The American Banker recently ran an article (paid subscription required) that discussed one of those hare-brained legislative schemes that pop up in times of economic crisis and that lead us to conclude that when states rights advocates refer to states as "laboratories of democracy," they are referring to the laboratory of Doctor Frankenstein (pronounced "Frank-en-steen" for all you "Young Frankenstein" afficianados). This scheme involves the plans of four states, Illinois, Nevada, Missouri and Maryland, to enact legislation "that would prohibit or restrict appraisers from using distressed sales, such as those of foreclosed properties, as comparable sales when assessing the value of a home." The promoters of the legislation say that widespread foreclosures and short sales in those states have "distorted" the market, driving down the prices of houses generally, because the distressed sales are used as "comparables" by appraisers. As a result, homeowners can't exercise their "right" to refinance their homes from high interest rate mortgages to low interest rate mortgages. Obviously, you'd need a healthy hit of peyote before reading a state constitution closely enough to find that right enshrined therein, but we've become a society where the term "right" is loosely defined and peyote prevalent.

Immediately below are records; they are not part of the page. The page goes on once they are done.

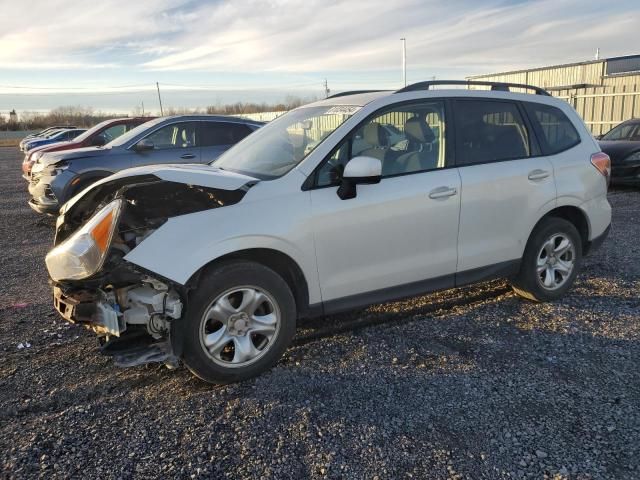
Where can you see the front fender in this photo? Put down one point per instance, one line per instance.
(185, 244)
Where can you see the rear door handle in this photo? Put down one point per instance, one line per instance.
(538, 174)
(443, 192)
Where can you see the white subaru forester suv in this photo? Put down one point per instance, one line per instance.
(322, 211)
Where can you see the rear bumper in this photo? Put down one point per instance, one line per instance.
(625, 173)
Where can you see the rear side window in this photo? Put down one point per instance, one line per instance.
(489, 131)
(555, 130)
(222, 133)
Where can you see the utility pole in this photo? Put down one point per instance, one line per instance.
(404, 61)
(159, 99)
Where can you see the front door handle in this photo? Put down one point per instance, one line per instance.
(443, 192)
(538, 174)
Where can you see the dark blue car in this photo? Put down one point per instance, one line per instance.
(61, 136)
(58, 176)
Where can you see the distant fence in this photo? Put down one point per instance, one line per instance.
(602, 108)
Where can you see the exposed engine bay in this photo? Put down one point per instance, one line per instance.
(131, 310)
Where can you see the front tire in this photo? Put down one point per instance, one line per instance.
(239, 322)
(550, 262)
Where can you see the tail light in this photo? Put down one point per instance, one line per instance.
(602, 162)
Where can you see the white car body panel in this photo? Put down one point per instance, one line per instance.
(391, 234)
(500, 206)
(267, 217)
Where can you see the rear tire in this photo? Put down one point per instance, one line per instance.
(238, 323)
(551, 261)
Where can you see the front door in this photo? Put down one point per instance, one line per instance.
(398, 237)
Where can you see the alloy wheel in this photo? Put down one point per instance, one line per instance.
(239, 326)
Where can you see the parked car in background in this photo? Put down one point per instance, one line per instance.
(59, 136)
(215, 264)
(622, 144)
(96, 136)
(43, 133)
(57, 176)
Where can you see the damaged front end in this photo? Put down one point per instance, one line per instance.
(132, 311)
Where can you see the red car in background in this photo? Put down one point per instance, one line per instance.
(96, 136)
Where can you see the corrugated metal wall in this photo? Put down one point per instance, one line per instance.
(615, 98)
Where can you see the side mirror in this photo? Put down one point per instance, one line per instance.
(144, 145)
(99, 141)
(359, 170)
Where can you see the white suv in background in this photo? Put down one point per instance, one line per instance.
(214, 264)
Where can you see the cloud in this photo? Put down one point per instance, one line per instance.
(347, 39)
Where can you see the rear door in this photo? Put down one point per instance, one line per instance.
(173, 143)
(219, 136)
(506, 183)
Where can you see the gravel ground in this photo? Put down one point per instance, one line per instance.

It's amusing that legislators who think nothing of "distorting the market" if that distortion curries favor with the average homeowner, a homeowner who might like the idea of the state government artificially propping up the value of his home, would likely blanche the color of Caspar if you proposed allowing banks who invested in commercial real estate loans to amortize their losses over an extended period of time, which, as regular readers recall, was a legislative proposal first included, then removed, in the small business lending bill passed last year by Congress. After all, there are a lot more homeowners than there are community bankers.
The critics make their case that such legislation will have deleterious effects:
- artificially inflated housing prices were the cause of the last bubble and there's no reason to think that they won't lead to another.
- Fannie, Freddie, and the FHA may very well refuse to accept appraisals written in those states (so, good luck encouraging more home lending).
- Appraisers would be violating federal appraisal standards.
Bill Uffleman, president of the Nevada Bankers' Association, asks: "Part of the problem in creating the false housing economy was shaky appraisals," Uffelman said, "and now we want to sanction a new round of shaky appraisals?" Yes, Bill, that's exactly what "we" want to do, if by "we" you mean some pinhead legislators who understand many laws, but apparently not the law of unintended consequences.